Tell us an interesting random fact you stumbled across (Part 2)

“Typewriter" is the longest English word you can type using only the top row of keys.
QWERTY keyboard of course.

Longer are the rather rare “proprietory”, “proterotype” and “rupturewort”.

I thought that claim was dangerous territory.

j

Band name

There is a large clock on the facade of the Corn Exchange building in the city of Bristol (the English one). The clock has an hour hand and two minute hands.

The reason? With the introduction of the railways (and timetables) it was necessary to adopt a standardized time (GMT), replacing the then-normal practice of using local time. Adoption didn’t always happen overnight, and so this particular clock was designed to display both local time and GMT, these being different by 10 minutes.

Cite (with pictures)

j

Can’t you just add prefixes like pre- and proto-, German-style, pretending English is an agglutinative language? Starting with the proterotype you mention I easily get preprotoproterotype this way. This probably can be continued for a while.

Well, you can pretend whatever you want, I guess. But “proterotype” is a real word actually used by people, appearing in dictionaries and having google hits, etc. “preprotoproterotype” does not.

Rare, huh? For “proterotype” I found exactly three references to it in one newspaper archive. None were in context, and all were in articles about long words. Same number as appeared on this messageboard, until this thread bumped it to four.

“Rupturewort” fared a little better with 68 references.

“Proprietory” blew them all away with 62K (about 1/12 of the more usual “proprietary.”

Also, there was once a 12-letter word that once appeared in something called “The Century Dictionary:” “Prettypretty” (with no hyphen).

This is a bit like the ‘-gry’ riddle. “Typewriter” is about the most common word that can be typed on the top row, but other words of varying obscurity: Repertoire, Proprietor, Pirouetter, Prerequire, Pretorture, Pewterwort, Pepperwort, Perpetuity, Perruquier, Protopteri, Periptoroi.

While going down this rabbit hole, I found the longest words that have neither ascenders nor descenders: “Overnervousness” and “Overnumerousness.” Obviously factitious, so I’ll defer to others to find the most common word.

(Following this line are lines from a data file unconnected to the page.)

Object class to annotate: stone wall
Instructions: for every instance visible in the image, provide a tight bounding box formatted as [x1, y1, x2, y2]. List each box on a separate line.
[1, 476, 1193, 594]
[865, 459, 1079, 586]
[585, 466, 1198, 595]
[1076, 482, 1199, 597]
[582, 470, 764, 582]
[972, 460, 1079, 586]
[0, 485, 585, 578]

If we’re going to go German style, I propose “typewriterwriter” (one who writes “typewriter”), which of course gives us “typewriterwriterwriter" and “typewriterwriterwriterwriter”…

Excellent! You got the idea and applied it much better than me.

You’re saying you see only 3 Google hits for “proterotype”? That’s weird; I see 2,060 hits, including entries in Merriam-Webster, Collins, dictionary.com, wiktionary, and hundreds of uses in scientific contexts.

I’ll see your ‘weird’ and raise you one. I don’t see where I said anything about “Google.”

That way lies stack overflow

Yeah, that’s why Germans usually are stacked. :wink:

I was listening to a 1964 radio broadcast by Jean Shepherd while driving to my doctor’s appointment this afternoon.

He was talking about the Amos and Andy radio show.

He said that the Amos and Andy radio show was so popular that movie theaters would stop the movie just before it came on and turn on a radio so that their movie patrons could listen to the show and would then resume the movie after the show was over.

He also said that during a US Senate session one evening, the Senate halted to listen to Amos and Andy’s show before resuming their late night deliberations.

See 1964Pt3 : Jean Shepherd : Free Download, Borrow, and Streaming : Internet Archive

I’ve heard that, in the show’s heyday, you could walk down a street in the summer and listen to the show through the open windows, and, simce every house had it on, you could just walk down the street listening to the show without needing your own radio.

Two minor factoids about show business people that I just learned today:

Carly Simon’s father was Richard Simon, co-founder of the publishing house Simon & Schuster. The family was wealthy and connected to many high-profile people in the literary and show business world when Carly was a child.

Singer/actress Ellen Greene is probably best known for playing Audrey in the Broadway and film versions of the musical Little Shop of Horrors. In the musical, Audrey is in an abusive relationship with a sadistic dentist. In real life, Greene’s father was a dentist.

And Carly knew practically nothing about her maternal grandmother, who was very secretive about her past. “Finding Your Roots” did a segment on her and discovered that she was Cuban and racially mixed.

Carly Simon and her sister Lucy performed for a while as a duo in the 60s, appropriately named The Simon Sisters. Carly went on to her solo career, and Lucy went on to become a compost, writing, among other things, a couple of Broadway shows, most famously The Secret Garden.